To our knowledge, SAH secondary to ruptured IA in patients with OI has been reported in only six cases (Table 1) [1722]. Three case reports have described patients with a saccular anterior communicating artery aneurysm [1719], and another described a patient with a saccular aneurysm at a fenestrated basilar artery [20]; this is the only case report of SAH in a patient with OI in whom the SNP28 of the COL1A2 gene was detected. The fifth report described a patient with a ruptured dissecting-type pseudoaneurysm at the right superior cerebellar artery [21]; this is the only case in which SAH secondary to an intracranial artery dissection was reported. The sixth and most recent report described a patient with a saccular aneurysm of the vertebral artery [22]. It is difficult to determine whether ruptured, in particular saccular, IAs are truly caused by OI or accidentally complicated by OI.

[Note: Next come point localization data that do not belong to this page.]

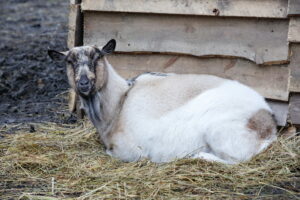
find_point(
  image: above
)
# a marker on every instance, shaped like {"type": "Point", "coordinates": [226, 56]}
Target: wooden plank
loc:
{"type": "Point", "coordinates": [270, 81]}
{"type": "Point", "coordinates": [75, 35]}
{"type": "Point", "coordinates": [294, 108]}
{"type": "Point", "coordinates": [263, 41]}
{"type": "Point", "coordinates": [293, 7]}
{"type": "Point", "coordinates": [295, 68]}
{"type": "Point", "coordinates": [294, 29]}
{"type": "Point", "coordinates": [75, 1]}
{"type": "Point", "coordinates": [281, 110]}
{"type": "Point", "coordinates": [233, 8]}
{"type": "Point", "coordinates": [75, 38]}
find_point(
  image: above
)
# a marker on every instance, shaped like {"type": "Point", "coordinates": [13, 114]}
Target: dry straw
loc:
{"type": "Point", "coordinates": [68, 162]}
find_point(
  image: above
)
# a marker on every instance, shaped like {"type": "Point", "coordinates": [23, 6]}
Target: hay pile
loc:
{"type": "Point", "coordinates": [67, 162]}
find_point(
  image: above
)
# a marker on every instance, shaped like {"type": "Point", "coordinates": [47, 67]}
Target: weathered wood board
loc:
{"type": "Point", "coordinates": [294, 108]}
{"type": "Point", "coordinates": [270, 81]}
{"type": "Point", "coordinates": [294, 29]}
{"type": "Point", "coordinates": [295, 68]}
{"type": "Point", "coordinates": [293, 7]}
{"type": "Point", "coordinates": [259, 40]}
{"type": "Point", "coordinates": [236, 8]}
{"type": "Point", "coordinates": [75, 34]}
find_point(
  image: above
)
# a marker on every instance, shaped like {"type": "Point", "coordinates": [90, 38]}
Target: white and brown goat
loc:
{"type": "Point", "coordinates": [167, 116]}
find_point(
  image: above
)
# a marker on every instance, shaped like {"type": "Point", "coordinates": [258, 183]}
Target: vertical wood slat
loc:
{"type": "Point", "coordinates": [294, 108]}
{"type": "Point", "coordinates": [75, 34]}
{"type": "Point", "coordinates": [75, 38]}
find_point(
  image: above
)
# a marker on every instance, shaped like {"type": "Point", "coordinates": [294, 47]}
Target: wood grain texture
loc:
{"type": "Point", "coordinates": [270, 81]}
{"type": "Point", "coordinates": [75, 34]}
{"type": "Point", "coordinates": [236, 8]}
{"type": "Point", "coordinates": [294, 108]}
{"type": "Point", "coordinates": [295, 68]}
{"type": "Point", "coordinates": [294, 29]}
{"type": "Point", "coordinates": [260, 40]}
{"type": "Point", "coordinates": [281, 110]}
{"type": "Point", "coordinates": [293, 7]}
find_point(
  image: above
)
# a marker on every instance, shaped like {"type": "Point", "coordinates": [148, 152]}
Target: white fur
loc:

Table 1 Case reports of subarachnoid hemorrhage secondary to ruptured intracranial aneurysm with osteogenesis imperfecta

Conclusion

We described a case of SAH secondary to ruptured saccular intracranial aneurysm in a 37-year-old female patient with clinically diagnosed OI. She was successfully treated with the surgical neck clipping of the aneurysm. Although no mutation in the COL1A1 or COL1A2 gene was detected, it is obvious that this patient is clinically OI. There may be some causative relationship between OI and SAH because there are several reported cases of SAH secondary to cerebral aneurysm in patients with OI.

Consent

We obtained written informed consent from the patient for publication of this case report and any accompanying images. A copy of the written consent is available for review by the Editor-in-Chief of this journal.

Authors’ information

AM is the professor of Department of Neurosurgery, Teikyo University, transferred from Teikyo University Chiba Medical Center in April, 2014.